Naples, 1656. Un paysage contaminé
2012
Karen Dutrech

Extrait de : "Paysages du religieux (édition électronique)"
Sous la direction de Claudine VASSAS, 135e Congrès national des sociétés historiques et scientifiques, Neuchâtel, 2010

Philippe Hameau, Sylvie Friedman, Magali Demanget, Carine Chavarochette, Karen Dutrech, Patrizia Ciambelli
Paris, éditions du CTHS
2012
p; 63-80
Collection : Actes des congrès nationaux des sociétés historiques et scientifiques (édition électronique)

  Télécharger le document (les articles de plus de 3 ans sont gratuits)

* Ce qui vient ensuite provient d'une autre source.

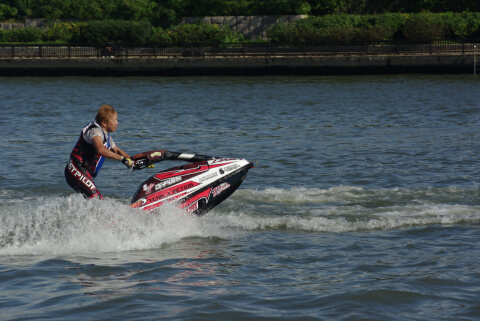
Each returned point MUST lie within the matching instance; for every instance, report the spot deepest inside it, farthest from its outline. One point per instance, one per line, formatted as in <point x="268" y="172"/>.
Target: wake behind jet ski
<point x="196" y="187"/>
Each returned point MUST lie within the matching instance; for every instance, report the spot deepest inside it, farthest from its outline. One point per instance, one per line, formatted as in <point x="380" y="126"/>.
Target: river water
<point x="364" y="203"/>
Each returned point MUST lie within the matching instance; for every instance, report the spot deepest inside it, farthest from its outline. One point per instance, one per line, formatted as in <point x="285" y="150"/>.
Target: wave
<point x="65" y="225"/>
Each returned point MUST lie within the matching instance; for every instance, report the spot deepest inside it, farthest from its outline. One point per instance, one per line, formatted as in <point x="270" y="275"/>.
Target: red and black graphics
<point x="196" y="187"/>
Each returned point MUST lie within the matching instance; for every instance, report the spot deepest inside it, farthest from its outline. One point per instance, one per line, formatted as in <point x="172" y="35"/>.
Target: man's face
<point x="111" y="124"/>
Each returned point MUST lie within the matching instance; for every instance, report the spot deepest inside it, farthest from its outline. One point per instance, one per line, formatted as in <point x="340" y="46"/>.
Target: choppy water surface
<point x="364" y="203"/>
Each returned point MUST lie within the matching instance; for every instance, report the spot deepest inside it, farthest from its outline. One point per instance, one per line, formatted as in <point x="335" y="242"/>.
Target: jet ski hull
<point x="196" y="187"/>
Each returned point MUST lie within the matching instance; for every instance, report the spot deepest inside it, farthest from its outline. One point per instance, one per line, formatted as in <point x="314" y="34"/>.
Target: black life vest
<point x="84" y="154"/>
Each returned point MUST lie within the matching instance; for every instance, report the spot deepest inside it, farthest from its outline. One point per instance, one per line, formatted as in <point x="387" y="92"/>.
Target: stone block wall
<point x="249" y="26"/>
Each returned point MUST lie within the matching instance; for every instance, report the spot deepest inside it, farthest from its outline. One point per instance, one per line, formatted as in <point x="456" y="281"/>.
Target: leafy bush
<point x="64" y="31"/>
<point x="7" y="12"/>
<point x="423" y="26"/>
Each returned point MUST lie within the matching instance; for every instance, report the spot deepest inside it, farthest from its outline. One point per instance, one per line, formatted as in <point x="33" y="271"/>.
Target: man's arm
<point x="117" y="153"/>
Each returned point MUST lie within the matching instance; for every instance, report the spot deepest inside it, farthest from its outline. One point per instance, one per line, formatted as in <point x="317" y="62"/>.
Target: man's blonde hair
<point x="105" y="112"/>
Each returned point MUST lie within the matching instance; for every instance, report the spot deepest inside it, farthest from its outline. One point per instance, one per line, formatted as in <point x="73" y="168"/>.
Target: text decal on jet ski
<point x="220" y="188"/>
<point x="171" y="191"/>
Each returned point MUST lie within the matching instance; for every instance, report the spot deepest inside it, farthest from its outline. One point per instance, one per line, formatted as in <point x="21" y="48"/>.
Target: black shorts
<point x="81" y="180"/>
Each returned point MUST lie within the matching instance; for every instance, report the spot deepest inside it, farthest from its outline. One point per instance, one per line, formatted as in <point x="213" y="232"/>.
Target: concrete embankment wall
<point x="330" y="65"/>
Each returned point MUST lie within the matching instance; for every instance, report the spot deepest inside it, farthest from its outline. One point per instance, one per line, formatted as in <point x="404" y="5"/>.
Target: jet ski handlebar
<point x="147" y="159"/>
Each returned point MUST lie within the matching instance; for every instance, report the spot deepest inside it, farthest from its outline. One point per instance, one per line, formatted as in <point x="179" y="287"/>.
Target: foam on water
<point x="75" y="225"/>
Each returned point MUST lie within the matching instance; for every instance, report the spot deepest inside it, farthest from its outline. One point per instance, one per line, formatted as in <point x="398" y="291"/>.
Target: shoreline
<point x="241" y="66"/>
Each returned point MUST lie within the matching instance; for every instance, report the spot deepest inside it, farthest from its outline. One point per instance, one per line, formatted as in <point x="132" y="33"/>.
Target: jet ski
<point x="196" y="187"/>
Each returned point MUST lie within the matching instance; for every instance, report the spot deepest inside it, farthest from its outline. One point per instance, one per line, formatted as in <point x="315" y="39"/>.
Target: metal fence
<point x="459" y="46"/>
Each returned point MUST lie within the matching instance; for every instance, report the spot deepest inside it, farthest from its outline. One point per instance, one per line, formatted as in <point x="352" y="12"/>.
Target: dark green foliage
<point x="389" y="26"/>
<point x="21" y="35"/>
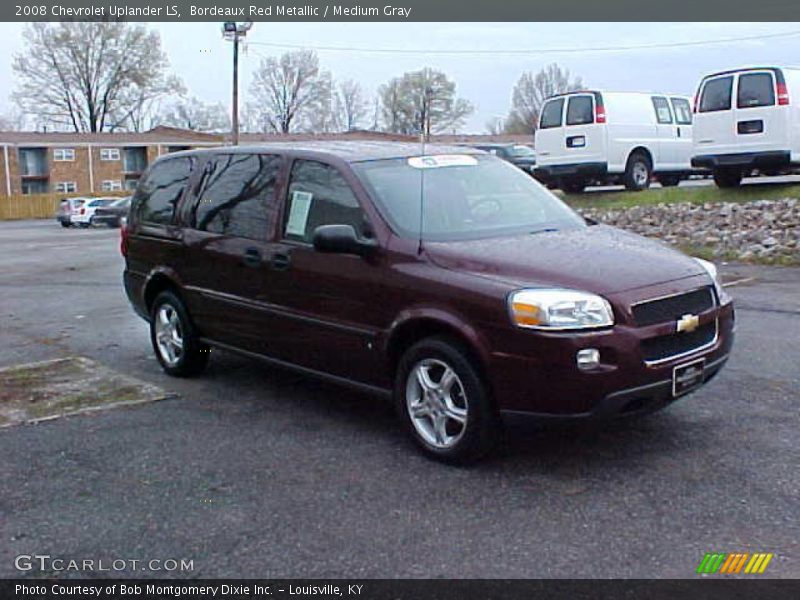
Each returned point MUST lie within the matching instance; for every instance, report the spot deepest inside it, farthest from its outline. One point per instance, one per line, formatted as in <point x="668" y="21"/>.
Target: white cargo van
<point x="598" y="138"/>
<point x="745" y="123"/>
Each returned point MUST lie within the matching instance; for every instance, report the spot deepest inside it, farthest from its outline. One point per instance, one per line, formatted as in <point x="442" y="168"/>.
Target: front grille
<point x="667" y="346"/>
<point x="673" y="308"/>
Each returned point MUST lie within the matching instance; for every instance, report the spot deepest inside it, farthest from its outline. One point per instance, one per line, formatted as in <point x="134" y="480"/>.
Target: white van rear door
<point x="761" y="123"/>
<point x="549" y="138"/>
<point x="584" y="140"/>
<point x="714" y="127"/>
<point x="682" y="109"/>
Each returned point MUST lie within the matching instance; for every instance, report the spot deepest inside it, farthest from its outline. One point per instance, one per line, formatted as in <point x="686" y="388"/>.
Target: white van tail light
<point x="783" y="94"/>
<point x="599" y="109"/>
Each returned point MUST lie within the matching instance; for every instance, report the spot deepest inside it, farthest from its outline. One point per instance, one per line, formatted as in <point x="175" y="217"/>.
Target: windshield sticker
<point x="298" y="214"/>
<point x="439" y="161"/>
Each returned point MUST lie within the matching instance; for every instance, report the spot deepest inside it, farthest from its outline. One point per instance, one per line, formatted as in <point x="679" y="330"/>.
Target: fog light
<point x="588" y="358"/>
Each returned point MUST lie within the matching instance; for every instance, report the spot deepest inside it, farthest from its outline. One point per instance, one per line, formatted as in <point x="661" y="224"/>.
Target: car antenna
<point x="424" y="119"/>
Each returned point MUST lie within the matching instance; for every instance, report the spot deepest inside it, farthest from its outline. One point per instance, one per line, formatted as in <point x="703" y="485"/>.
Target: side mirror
<point x="341" y="239"/>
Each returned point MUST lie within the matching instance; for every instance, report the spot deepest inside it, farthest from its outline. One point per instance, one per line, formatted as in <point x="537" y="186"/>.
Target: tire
<point x="727" y="178"/>
<point x="573" y="186"/>
<point x="638" y="172"/>
<point x="170" y="323"/>
<point x="437" y="428"/>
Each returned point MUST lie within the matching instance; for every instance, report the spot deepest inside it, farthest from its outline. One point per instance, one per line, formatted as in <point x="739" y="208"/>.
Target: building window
<point x="112" y="185"/>
<point x="109" y="154"/>
<point x="64" y="154"/>
<point x="66" y="187"/>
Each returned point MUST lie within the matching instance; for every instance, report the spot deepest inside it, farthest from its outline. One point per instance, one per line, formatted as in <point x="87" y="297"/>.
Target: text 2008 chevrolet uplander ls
<point x="507" y="303"/>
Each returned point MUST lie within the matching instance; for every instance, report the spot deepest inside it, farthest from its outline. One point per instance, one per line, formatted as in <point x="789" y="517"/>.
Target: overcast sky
<point x="203" y="60"/>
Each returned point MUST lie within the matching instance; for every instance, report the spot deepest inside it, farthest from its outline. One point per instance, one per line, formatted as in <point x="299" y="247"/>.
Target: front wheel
<point x="174" y="338"/>
<point x="443" y="402"/>
<point x="638" y="172"/>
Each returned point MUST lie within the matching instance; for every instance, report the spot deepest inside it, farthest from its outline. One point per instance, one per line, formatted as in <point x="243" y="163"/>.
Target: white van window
<point x="663" y="114"/>
<point x="716" y="94"/>
<point x="551" y="114"/>
<point x="682" y="110"/>
<point x="579" y="110"/>
<point x="755" y="89"/>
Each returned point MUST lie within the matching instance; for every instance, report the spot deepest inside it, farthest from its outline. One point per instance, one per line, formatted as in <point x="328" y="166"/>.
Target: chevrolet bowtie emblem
<point x="688" y="323"/>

Cet article se concentre sur le thème du paysage en temps de peste : celui de Naples en 1656, à travers l’étude de quelques unes des toiles principales produites en réaction à cette épidémie. Appuyant notre lecture des œuvres sur celle de sources diverses (chroniques, poésies, sermons), nous nous attachons à analyser les procédés déployés par les peintres pour dresser l’anatomie du corps malade qu’est la ville en temps de peste. Tandis que Nicolas Poussin, dans sa peste d’Asdod - devenu le modèle classique des scènes de peste – inscrivait sa scène dans une forme de paysage atemporel (celui des Écritures Saintes) pour évoquer la peste qui sévit à Rome en 1630, les œuvres du corpus présentées ici s’ancrent dans la réalité napolitaine. L’architecture antique peinte par Poussin ordonne la scène d’une épidémie qui, dans la réalité, désarticule tout ordre religieux, social ou économique ; elle modèle surtout un cadre qui assourdit le cri et l’agitation des figures. Les toiles napolitaines en revanche semblent donner à voir le processus de contamination de l’espace à l’œuvre en temps d’épidémie. Masse de corps enchevêtrés, nature/culture corrompue, sens écorchés... L’espace de la toile rend visible un « paysage matériel » en pleine désagrégation où le visible en son entier devient source possible de contagion. C’est un paysage urbain et sensoriel bien éloigné de l’image d’une Naples solaire où les hommes vivraient en harmonie avec la nature, construite par les voyageurs et les peintres du « grand tour » au xviiie siècle, qui se profile alors. Un paysage « pestifère » qui résonne en outre étrangement avec la vision présente d’une nature détruite par l’enfouissement de déchets toxiques et à celle d’un paysage entier devenu décharge, que donnent à voir certains créateurs d’aujourd’hui. C’est sur une confrontation de ces œuvres du Seicento napolitain, avec des écrits et des œuvres contemporaines liées la ville de Naples que s’ouvriront les perspectives de cette communication ; ce, afin d’observer une certaine permanence : la perception d’un paysage urbain marqué par la corruption.